Countries attending the MEM, must listen to Noble Peace Prize Laureate, Desmond Tutu. In a statement supporting Greenpeace's position on the MEM he reminds rich world leaders of their responsibility:

"Many rich world leaders have not, so far, responded to the climate crisis with the urgency required. Cushioned and cosseted, they have had the luxury of closing their minds to the real impact of what is happening in the fragile and precious atmosphere that surrounds the planet we live on.

"I wonder how much more anxious they might be, if they depended on the cycle of mother nature to feed their families. How much greater would their concerns be if they lived in slums and townships, in mud houses, or shelters made of plastic bags? In large parts of sub-Saharan Africa, this is a reality. The poor, the vulnerable and the hungry are exposed to the harsh edge of climate change every day of their lives. …

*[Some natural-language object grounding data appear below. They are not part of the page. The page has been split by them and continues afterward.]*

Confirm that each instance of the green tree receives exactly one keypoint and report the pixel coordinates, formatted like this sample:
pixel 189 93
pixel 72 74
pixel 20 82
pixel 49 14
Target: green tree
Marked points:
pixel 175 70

"At the Major Economies Meeting in Paris, developed countries must commit to immediate action against climate change. The United Nations need to deliver an action plan to save the planet at the climate change conference in 2009. There is no time to be distracted from the urgent task to deliver this global rescue plan. The world is watching, and those who are feeling the impacts of climate change today, are expecting decisive action - now."

US burden

As an attendee of the MEM, South Africa's environment minister immediately condemned Bush's speech by saying: "There is no way whatsoever that we can agree to what the US is proposing, which means that the fundamental distinction between developed and developing countries should be erased and that we should turn a blind eye to historical responsibility for the problem. In effect, the US wants developing countries that already face huge poverty and development challenges to pay for what the US and other highly industrialized countries have caused over the past 150 years. We are willing to do our fair share to address the climate challenge, but not to carry a part of the US's burden."

The countries participating in Bush's meeting are: Japan, France, Germany, Italy, the UK, China, Canada, India, Brazil, South Korea, Mexico, Russia, Australia, Indonesian, and South Africa. The countries most at risk from impacts of climate change - such as small island developing states like Tuvalu - are not even invited to be at the table.

Arieta Moceica of Greenpeace Australia Pacific said from Suva, Fiji: "While small islands like my own are sinking, Bush and Sarkozy are wasting everyone's time in Paris at talks that fail to deliver the rapid emissions reductions we need. The Paris talks behind closed doors are nothing but a slap in the face of those already suffering from climate change today."